On demande un nouveau FDR

Dans l’étrange épopée catastrophique de l’Irak, qui semble progresser comme une fatalité indomptable, la situation américaniste est en train de prendre le dessus. Les décomptes électoraux du FT ne doivent pas nous tromper. Les mots dramatiques de Holbrooke correspondent fort peu à l’homme d’un parti qui tient à portée de main une victoire écrasante, en 2008. Ils mesurent l’ambiguïté de la situation.

Lorsque le FT termine son article à propos du “czar wars”que GW ne parvient pas à recruter parce que les candidats au suicide politique sont rares, on se prend à imaginer que ces propos pourraient concerner un futur candidat à la présidence, — en remplaçant Bush par le peuple américain, à la recherche d’un nouveau président capable et prêt à prendre cette crise à sa charge, et les candidats se défilant : «Meanwhile, Mr Bush is searching for someone credible to fill the new post of Iraq war “tsar” in the White House. Up to six US generals have reportedly rebuffed the White House’s overtures. “You’d have to be very patriotic to take on a job like that at a time like this,” says Mr Cook.»
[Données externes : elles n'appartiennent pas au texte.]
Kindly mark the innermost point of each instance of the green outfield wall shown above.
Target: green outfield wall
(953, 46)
C’est un cap psychologique fondamental qui est en train d’être franchi. Il s’agit de la réalisation que la crise irakienne est d’une telle ampleur, d’une profondeur si horrible, qu’elle est promise à dépasser la présidence Bush. Ce n’est plus la crise de Bush, c’est la crise de l’américanisme. Cette spéculation ne date pas d’hier, notamment en Europe, entre ceux qui pensent que la crise américaniste commencera à régresser avec le départ de Bush, qu’elle n’est qu’un accident dû à un président, — et ceux qui pensent le contraire. Aux USA, également, on débat sur ce thème, mais dans les milieux dissidents ou proches. Mais il s’agit ici d’une appréciation venue du cœur de l’establishment, et c’est toute la différence.
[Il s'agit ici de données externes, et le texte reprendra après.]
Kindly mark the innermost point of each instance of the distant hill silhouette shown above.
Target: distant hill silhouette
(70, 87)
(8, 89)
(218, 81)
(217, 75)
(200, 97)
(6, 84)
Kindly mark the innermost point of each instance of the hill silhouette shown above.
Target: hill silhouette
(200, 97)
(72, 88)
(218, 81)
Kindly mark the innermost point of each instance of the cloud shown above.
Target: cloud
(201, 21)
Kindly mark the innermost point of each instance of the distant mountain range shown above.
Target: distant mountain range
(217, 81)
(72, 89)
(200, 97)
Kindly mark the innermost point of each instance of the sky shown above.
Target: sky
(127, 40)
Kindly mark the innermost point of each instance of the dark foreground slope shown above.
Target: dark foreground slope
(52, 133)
L’intervention de Holbrooke sur le fond d’une situation complètement bloquée à Washington fixe le franchissement de ce cap psychologique. Elle est elle-même une sorte de détonateur psychologique. Elle pose en termes ouverts et clairs la question de la succession, qu’on pourrait d’ailleurs résumer par cette image : l’Amérique trouvera-t-elle son nouveau Franklin Delano Roosevelt, son nouveau FDR? On comprend combien poser cette question c’est n’être pas loin d’y répondre, tant le niveau psychologique de la direction américaniste s’est abîmé dans la décadence et la corruption.

Certes, notre analogie avec l’affaire du “czar wars” est plus une boutade qu’une réalité. Il ne manque pas de candidats et il y aura bien des présidentielles avec des candidats, aboutissant à une élection. Ce qui nous intéressait, on s’en doute, c’est l’esprit de la chose. Désormais, c’est une hypothèque majeure, dès lors qu’il est apparu que l’hypothèse de la crise systémique, dépassant le cadre de la seule administration actuelle, est considérée comme très probable, sinon déjà vérifiée.

(*) Certes, il y a eu des présidents investis alors que le pays se trouvait dans une crise ou au bord d’une crise. Mais chaque fois, sauf dans le cas de FDR en 1933, il s’agit d’une crise contrôlée ou contrôlable. Lincoln en 1861 n’est pas confronté à une crise déjà en route. C’est lui qui va déclencher la crise ouvrant la Guerre de Sécession, avec sa politique qui conduit aux déclarations de sécession et à l’attaque du Fort Sumter, ouverture de la guerre en avril 1861. Nixon en 1968 hérite d’un pays déchiré mais la guerre qui en est la cause (le Vietnam), si elle est en train de ressembler de plus en plus à un enlisement, reste néanmoins contrôlée au niveau militaire et contrôlable au niveau diplomatique (ouverture des pourparlers de Paris en juin 1968). Comme le dit Holbrooke, rien à voir avec l’Irak.